Sources have told CNBC that as a private company Nordstrom could bolster its business further, in a way that's difficult in the public eye. This includes costly e-commerce investments and the realignment of its store footprint.
Nordstrom said Thursday it bought BevyUp and MessageYes, two digital retail start-ups. The financial terms of the transactions weren't disclosed.
BevyUp is a platform that allows sales associates to communicate with each other on the back end, and encourages shoppers to share information with each other and browse items together online.

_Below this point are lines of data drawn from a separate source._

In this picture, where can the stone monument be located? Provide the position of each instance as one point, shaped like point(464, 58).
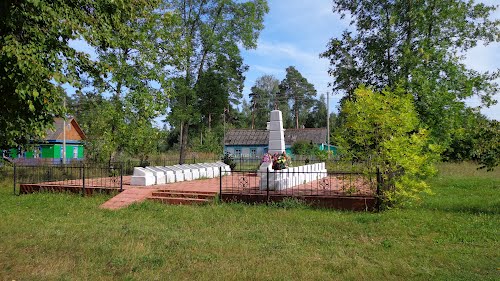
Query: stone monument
point(276, 133)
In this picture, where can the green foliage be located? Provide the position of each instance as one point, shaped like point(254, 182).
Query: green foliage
point(487, 149)
point(297, 89)
point(229, 160)
point(383, 128)
point(35, 59)
point(418, 46)
point(263, 97)
point(210, 34)
point(212, 97)
point(210, 141)
point(316, 118)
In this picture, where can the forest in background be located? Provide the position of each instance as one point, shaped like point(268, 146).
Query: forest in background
point(180, 60)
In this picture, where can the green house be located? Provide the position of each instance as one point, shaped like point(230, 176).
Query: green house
point(51, 148)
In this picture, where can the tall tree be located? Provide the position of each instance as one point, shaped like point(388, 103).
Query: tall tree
point(418, 45)
point(213, 96)
point(297, 89)
point(383, 129)
point(316, 118)
point(210, 33)
point(35, 57)
point(262, 99)
point(132, 75)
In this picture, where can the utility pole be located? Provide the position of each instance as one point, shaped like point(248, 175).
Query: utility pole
point(328, 122)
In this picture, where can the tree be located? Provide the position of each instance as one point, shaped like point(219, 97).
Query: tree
point(132, 74)
point(487, 150)
point(417, 45)
point(210, 33)
point(383, 128)
point(213, 96)
point(262, 99)
point(316, 118)
point(35, 58)
point(296, 88)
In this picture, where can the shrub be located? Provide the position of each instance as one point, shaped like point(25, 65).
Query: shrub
point(383, 128)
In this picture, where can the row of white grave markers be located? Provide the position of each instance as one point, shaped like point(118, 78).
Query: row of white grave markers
point(294, 176)
point(177, 173)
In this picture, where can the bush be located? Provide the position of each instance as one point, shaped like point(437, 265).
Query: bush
point(383, 128)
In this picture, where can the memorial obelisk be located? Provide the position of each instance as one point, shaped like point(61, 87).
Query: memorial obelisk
point(276, 133)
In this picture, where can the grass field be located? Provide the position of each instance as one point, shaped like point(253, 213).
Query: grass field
point(452, 235)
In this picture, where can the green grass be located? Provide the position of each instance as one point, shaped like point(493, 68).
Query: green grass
point(452, 235)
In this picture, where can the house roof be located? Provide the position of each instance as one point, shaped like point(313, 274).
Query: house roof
point(261, 137)
point(73, 131)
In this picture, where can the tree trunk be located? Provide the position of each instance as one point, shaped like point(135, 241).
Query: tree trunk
point(296, 115)
point(253, 118)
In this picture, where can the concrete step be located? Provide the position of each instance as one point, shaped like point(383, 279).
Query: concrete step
point(197, 195)
point(185, 191)
point(179, 200)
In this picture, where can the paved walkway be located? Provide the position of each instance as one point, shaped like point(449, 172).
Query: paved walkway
point(134, 194)
point(128, 197)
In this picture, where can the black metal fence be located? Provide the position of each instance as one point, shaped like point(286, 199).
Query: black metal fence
point(74, 178)
point(305, 183)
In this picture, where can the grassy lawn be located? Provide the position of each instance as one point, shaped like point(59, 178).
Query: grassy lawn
point(452, 235)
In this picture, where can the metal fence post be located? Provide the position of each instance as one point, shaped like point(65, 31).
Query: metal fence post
point(15, 176)
point(121, 177)
point(267, 185)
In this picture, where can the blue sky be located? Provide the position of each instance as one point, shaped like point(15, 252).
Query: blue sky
point(297, 31)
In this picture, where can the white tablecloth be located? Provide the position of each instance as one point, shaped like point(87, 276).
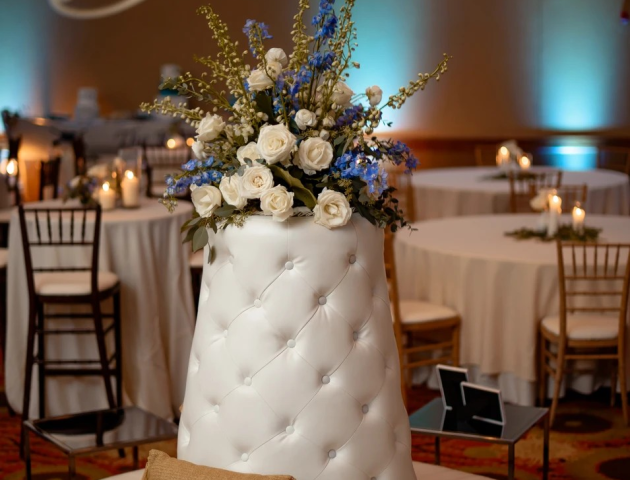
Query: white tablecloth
point(501, 287)
point(452, 192)
point(143, 247)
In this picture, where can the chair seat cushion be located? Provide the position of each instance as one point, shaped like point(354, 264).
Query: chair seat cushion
point(72, 283)
point(416, 311)
point(423, 471)
point(196, 259)
point(585, 326)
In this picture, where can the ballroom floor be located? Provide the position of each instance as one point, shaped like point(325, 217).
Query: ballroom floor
point(589, 442)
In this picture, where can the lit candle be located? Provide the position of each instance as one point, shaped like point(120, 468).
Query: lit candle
point(107, 197)
point(130, 190)
point(555, 209)
point(525, 162)
point(578, 219)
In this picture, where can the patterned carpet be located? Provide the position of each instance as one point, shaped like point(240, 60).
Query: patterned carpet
point(589, 442)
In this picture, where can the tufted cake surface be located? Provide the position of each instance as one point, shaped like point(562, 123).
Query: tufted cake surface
point(294, 368)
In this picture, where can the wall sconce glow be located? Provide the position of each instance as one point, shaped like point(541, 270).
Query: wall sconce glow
point(571, 157)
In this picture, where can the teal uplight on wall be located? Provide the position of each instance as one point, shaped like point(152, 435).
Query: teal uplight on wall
point(570, 157)
point(581, 64)
point(387, 53)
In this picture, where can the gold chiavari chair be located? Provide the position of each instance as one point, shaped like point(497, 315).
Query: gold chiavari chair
point(402, 182)
point(524, 188)
point(591, 324)
point(423, 319)
point(614, 158)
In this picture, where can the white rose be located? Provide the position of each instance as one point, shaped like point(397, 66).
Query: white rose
point(375, 95)
point(332, 209)
point(277, 55)
point(258, 80)
point(231, 190)
point(539, 202)
point(277, 201)
point(206, 199)
point(275, 143)
point(248, 151)
point(305, 118)
point(342, 94)
point(315, 154)
point(210, 128)
point(255, 181)
point(198, 150)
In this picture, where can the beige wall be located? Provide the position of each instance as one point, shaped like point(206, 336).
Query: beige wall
point(520, 68)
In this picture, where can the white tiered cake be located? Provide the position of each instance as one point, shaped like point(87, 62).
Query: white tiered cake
point(294, 368)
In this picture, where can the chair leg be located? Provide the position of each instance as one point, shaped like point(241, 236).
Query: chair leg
point(28, 375)
point(613, 384)
point(622, 385)
point(542, 376)
point(558, 381)
point(41, 358)
point(102, 351)
point(455, 352)
point(118, 341)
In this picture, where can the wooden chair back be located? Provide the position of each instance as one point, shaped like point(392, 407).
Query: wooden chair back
point(402, 182)
point(593, 278)
point(60, 228)
point(614, 158)
point(49, 177)
point(572, 194)
point(524, 188)
point(486, 155)
point(161, 161)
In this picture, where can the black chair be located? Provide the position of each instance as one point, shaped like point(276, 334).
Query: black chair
point(68, 228)
point(49, 177)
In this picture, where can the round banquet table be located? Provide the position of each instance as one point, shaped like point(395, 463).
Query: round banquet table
point(453, 192)
point(501, 287)
point(143, 247)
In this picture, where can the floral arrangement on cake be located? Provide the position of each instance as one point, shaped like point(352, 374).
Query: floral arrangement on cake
point(287, 136)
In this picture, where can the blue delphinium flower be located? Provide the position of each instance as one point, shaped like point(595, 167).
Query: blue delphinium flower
point(264, 32)
point(321, 61)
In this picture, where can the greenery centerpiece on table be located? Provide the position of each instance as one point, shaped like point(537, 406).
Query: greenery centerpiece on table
point(287, 134)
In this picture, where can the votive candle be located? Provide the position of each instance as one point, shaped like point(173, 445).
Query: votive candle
point(107, 197)
point(578, 219)
point(130, 187)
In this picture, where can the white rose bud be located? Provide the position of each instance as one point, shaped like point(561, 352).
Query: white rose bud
point(231, 190)
point(248, 151)
point(277, 55)
point(375, 95)
point(206, 199)
point(275, 143)
point(332, 209)
point(315, 154)
point(255, 181)
point(258, 80)
point(277, 201)
point(342, 94)
point(305, 118)
point(198, 150)
point(210, 128)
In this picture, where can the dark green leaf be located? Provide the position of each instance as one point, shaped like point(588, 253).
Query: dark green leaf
point(225, 211)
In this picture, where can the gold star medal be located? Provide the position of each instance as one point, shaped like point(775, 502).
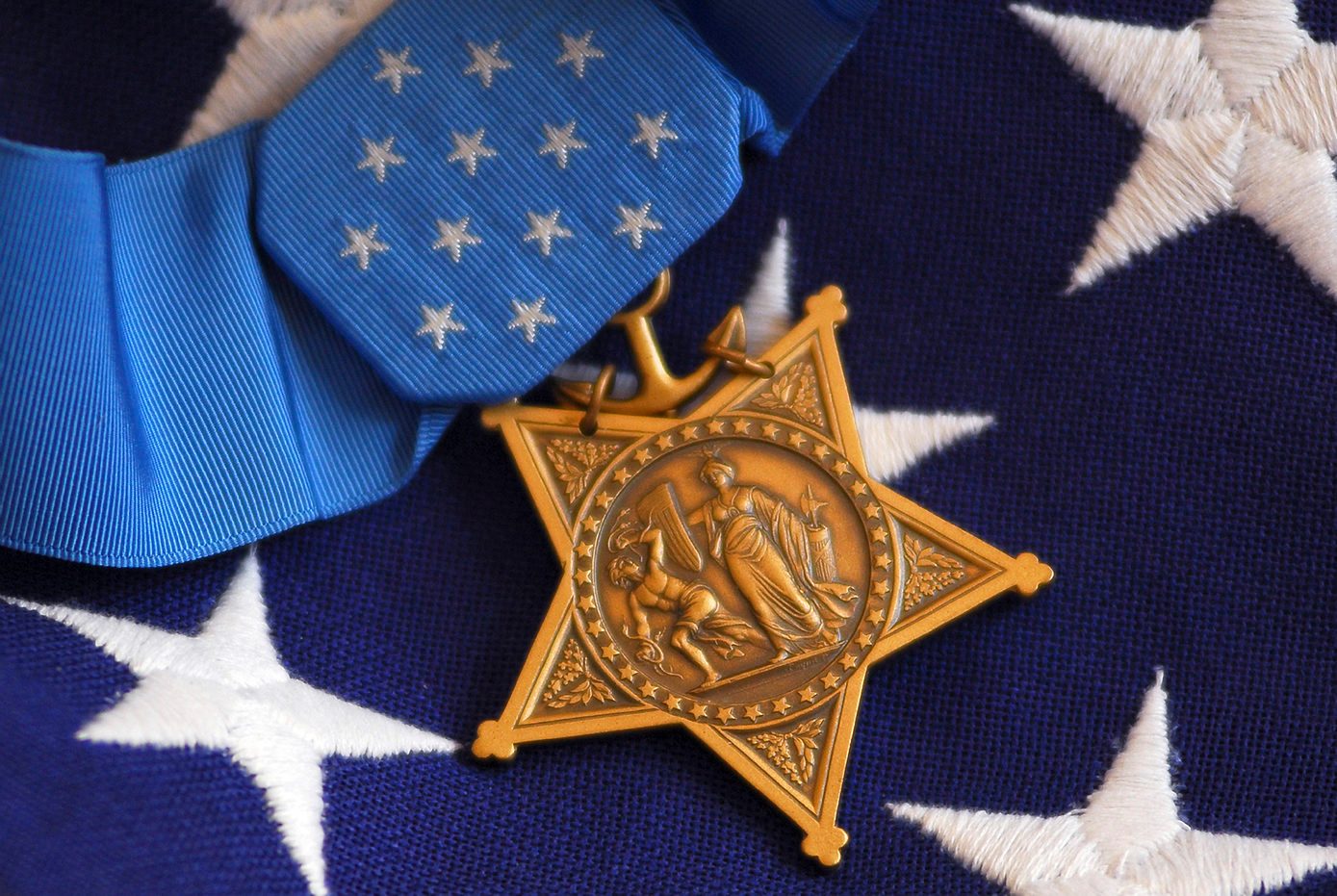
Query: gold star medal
point(731, 567)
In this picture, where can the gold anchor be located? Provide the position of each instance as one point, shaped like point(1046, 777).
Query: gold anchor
point(658, 391)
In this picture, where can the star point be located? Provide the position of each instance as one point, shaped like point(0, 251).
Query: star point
point(635, 223)
point(562, 141)
point(577, 51)
point(226, 689)
point(1236, 114)
point(470, 148)
point(650, 131)
point(1129, 837)
point(453, 237)
point(378, 157)
point(395, 68)
point(485, 62)
point(529, 318)
point(545, 229)
point(363, 244)
point(437, 322)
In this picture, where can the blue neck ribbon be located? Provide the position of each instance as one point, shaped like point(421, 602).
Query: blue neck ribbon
point(274, 326)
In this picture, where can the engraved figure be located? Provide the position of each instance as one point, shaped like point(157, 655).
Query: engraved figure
point(700, 620)
point(769, 552)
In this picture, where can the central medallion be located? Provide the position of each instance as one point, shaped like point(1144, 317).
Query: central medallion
point(733, 572)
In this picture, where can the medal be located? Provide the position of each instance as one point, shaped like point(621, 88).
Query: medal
point(732, 570)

Its digital selling platform will be incorporated into a new mobile app for Nordstrom's employees, rolling out next year, the companies said.
MessageYes offers brands the opportunity to text their customers, leveraging artificial intelligence and integrated payments.
Using MessageYes, Nordstrom will be able to send shoppers more personalized notifications, with their consent, while they browse online. Customers can ultimately respond "Yes" to one of Nordstrom's messages to instantly buy products from their phones.
"The retail environment is changing faster than ever," said Brian Gill, technology senior vice president at Nordstrom. "We need to invest in technologies that will enable us to deliver on those qualities and better serve customers in a digitally-connected world."
Nordstrom was one of the earliest department stores to make a bet on e-commerce, a move that many say has helped it stay ahead of peers. It acquired HauteLook, a members-only shopping website, in 2011.